Bank of America: funding fossil fuel expansion during time of climate crisis is a violation of human rights

Shocking new report details the human rights impact of the banking giant’s fossil fuel funding 

San Francisco, CA – Fossil fuel finance is always a dirty business, and a new report on Bank of America exposes the human rights impacts of this financing. The report – Complicit: Bank of America’s Role in Fossil Fuel Expansion and the Violation of Human Rightswas released today by Rainforest Action Network. Key analysis includes BofA’s financing for some of the worst companies developing fossil fuel expansion projects, which, by definition, infringes on human rights. Financial institutions that finance fossil fuels contribute to irreversible climate change-driven suffering and loss.
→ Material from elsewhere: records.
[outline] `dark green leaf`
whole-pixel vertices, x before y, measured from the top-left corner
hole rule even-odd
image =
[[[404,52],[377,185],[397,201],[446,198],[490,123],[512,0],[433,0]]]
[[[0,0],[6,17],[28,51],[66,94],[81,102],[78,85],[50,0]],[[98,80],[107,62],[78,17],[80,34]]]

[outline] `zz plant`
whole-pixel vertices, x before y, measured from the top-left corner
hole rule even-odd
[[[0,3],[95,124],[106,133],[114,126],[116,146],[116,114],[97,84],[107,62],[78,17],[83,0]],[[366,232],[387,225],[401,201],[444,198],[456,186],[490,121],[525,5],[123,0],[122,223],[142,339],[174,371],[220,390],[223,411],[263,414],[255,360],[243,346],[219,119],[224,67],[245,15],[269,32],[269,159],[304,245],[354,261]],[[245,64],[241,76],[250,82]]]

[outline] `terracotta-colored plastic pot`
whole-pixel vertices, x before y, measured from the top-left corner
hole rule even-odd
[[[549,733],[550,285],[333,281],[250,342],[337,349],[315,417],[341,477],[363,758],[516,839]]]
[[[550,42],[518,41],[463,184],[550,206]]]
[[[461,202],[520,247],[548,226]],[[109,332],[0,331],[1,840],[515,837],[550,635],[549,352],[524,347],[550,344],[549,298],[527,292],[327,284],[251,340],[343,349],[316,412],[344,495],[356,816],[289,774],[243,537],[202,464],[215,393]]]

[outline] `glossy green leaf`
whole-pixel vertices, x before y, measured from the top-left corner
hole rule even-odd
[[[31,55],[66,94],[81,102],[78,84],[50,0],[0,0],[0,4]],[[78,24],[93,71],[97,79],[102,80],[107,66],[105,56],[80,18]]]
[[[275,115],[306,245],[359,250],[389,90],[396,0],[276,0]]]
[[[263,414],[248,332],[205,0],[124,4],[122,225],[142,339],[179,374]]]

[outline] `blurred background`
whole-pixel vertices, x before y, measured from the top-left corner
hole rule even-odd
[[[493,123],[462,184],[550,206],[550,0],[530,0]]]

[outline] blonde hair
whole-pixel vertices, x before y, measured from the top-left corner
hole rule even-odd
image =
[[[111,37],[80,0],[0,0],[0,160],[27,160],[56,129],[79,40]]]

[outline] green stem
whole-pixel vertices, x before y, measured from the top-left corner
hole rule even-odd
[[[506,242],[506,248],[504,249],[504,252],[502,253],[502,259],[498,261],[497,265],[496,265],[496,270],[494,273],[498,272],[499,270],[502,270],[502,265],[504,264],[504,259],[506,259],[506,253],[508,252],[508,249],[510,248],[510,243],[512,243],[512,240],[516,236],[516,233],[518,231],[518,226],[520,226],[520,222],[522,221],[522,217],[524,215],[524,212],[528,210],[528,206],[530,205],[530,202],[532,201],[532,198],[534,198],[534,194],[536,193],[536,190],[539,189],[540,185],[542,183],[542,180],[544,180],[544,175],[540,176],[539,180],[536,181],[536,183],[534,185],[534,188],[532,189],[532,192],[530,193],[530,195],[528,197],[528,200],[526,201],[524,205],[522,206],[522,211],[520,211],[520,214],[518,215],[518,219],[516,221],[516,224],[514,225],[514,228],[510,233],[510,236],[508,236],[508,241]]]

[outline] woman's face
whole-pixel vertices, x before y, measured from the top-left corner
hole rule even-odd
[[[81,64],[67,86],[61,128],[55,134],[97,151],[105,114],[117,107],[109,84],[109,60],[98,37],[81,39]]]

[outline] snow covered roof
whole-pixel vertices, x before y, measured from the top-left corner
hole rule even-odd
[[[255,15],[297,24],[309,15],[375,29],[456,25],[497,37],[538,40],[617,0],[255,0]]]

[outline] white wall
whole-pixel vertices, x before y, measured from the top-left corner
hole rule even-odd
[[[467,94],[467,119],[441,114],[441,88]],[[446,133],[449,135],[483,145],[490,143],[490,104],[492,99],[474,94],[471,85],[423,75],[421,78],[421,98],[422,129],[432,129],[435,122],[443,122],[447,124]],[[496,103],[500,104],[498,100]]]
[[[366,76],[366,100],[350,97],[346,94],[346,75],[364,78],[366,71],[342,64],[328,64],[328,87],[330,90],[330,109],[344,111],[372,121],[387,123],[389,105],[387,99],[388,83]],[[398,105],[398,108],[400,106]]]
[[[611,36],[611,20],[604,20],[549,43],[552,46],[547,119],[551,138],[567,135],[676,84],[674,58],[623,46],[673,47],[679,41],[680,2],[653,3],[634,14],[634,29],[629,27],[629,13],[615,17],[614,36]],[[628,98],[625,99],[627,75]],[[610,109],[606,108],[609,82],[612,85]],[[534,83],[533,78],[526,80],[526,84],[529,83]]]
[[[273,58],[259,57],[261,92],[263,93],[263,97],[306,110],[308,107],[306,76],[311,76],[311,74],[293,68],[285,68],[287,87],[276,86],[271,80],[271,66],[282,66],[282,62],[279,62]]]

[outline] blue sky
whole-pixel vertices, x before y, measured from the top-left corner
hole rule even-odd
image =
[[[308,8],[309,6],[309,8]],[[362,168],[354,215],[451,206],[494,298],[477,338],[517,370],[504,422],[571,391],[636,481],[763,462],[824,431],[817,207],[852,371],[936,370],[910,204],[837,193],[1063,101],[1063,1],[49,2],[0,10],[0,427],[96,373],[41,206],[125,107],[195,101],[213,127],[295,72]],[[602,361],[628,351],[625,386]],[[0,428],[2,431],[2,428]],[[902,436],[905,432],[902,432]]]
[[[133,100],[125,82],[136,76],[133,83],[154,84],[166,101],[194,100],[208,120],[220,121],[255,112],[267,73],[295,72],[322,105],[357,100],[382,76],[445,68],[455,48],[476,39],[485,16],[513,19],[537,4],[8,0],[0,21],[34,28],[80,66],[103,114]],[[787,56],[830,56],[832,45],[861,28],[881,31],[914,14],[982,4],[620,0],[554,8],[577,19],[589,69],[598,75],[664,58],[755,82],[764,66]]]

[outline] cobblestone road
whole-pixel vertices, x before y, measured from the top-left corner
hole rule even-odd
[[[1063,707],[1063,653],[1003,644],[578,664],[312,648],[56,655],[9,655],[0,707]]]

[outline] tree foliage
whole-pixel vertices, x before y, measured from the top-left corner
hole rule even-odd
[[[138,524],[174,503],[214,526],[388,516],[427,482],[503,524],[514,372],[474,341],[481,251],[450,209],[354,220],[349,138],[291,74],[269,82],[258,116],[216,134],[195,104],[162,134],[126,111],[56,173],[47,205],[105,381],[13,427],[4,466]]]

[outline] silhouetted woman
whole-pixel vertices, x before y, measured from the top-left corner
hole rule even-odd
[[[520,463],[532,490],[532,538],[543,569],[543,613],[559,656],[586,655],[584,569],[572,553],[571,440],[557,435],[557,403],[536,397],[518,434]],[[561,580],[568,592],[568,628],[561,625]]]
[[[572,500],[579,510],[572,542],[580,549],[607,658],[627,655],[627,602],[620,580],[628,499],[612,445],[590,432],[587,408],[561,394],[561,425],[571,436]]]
Bank of America has a stated commitment and responsibility to protect human rights and the rights of Indigenous Peoples. However, its policies to protect these rights are flawed and siloed away from its inadequate climate policies. This leads to loopholes that allow it to finance $10.5 billion in lending and underwriting that overshoots its own climate commitments by the equivalent 25 billion barrels of oil. Every barrel of oil contributes to a worsening climate crisis, and each degree of global warming will result in the suffering of millions around the globe.

Key findings include:

  • Bank of America’s billions of financing for fossil fuel expansion will contribute to the overshoot of reputable 1.5˚ C-aligned scenarios by 25 billion barrels of oil equivalent
  • $5.5 million of funding for companies that leave uncapped wells in Texas, costing taxpayers $300 million
  • $210 million funding of companies violating Indigenous rights in the Amazon
  • $184 million of funding for companies extracting in the Arctic
  • Funding for environmentally racist projects, such as methane gas export facilities on the US Gulf coast, pipelines over unceded Indigenous lands, and for colonialist companies in the Amazon biome
  • At least $6.153 billion to fracking and liquefied methane gas import/export companies. According to the IEA, a full abatement of methane could prolong the lives of 1 million people and prevent 2.8 million visits to hospitals for asthma, and generate $266 billion in economic gains
  • The MVP pipeline, Line 3 and 5, Coastal Gaslink, the Rio Bravo pipeline and many more pipelines are funded by Bank of America to the tune of hundreds of billions of dollars 
  • An analysis of key deficiencies in climate, human rights and Indigenous rights policies

“Bank of America must recognize and address the human rights impacts of its financing of fossil fuel expansion at scale in a time of climate crisis” said Ernesto Archila, Banks Strategist for Rainforest Action Network. “The bank must take urgent steps to end its complicity in human rights violations and both integrate and close the serious loopholes in its climate and human rights policies.”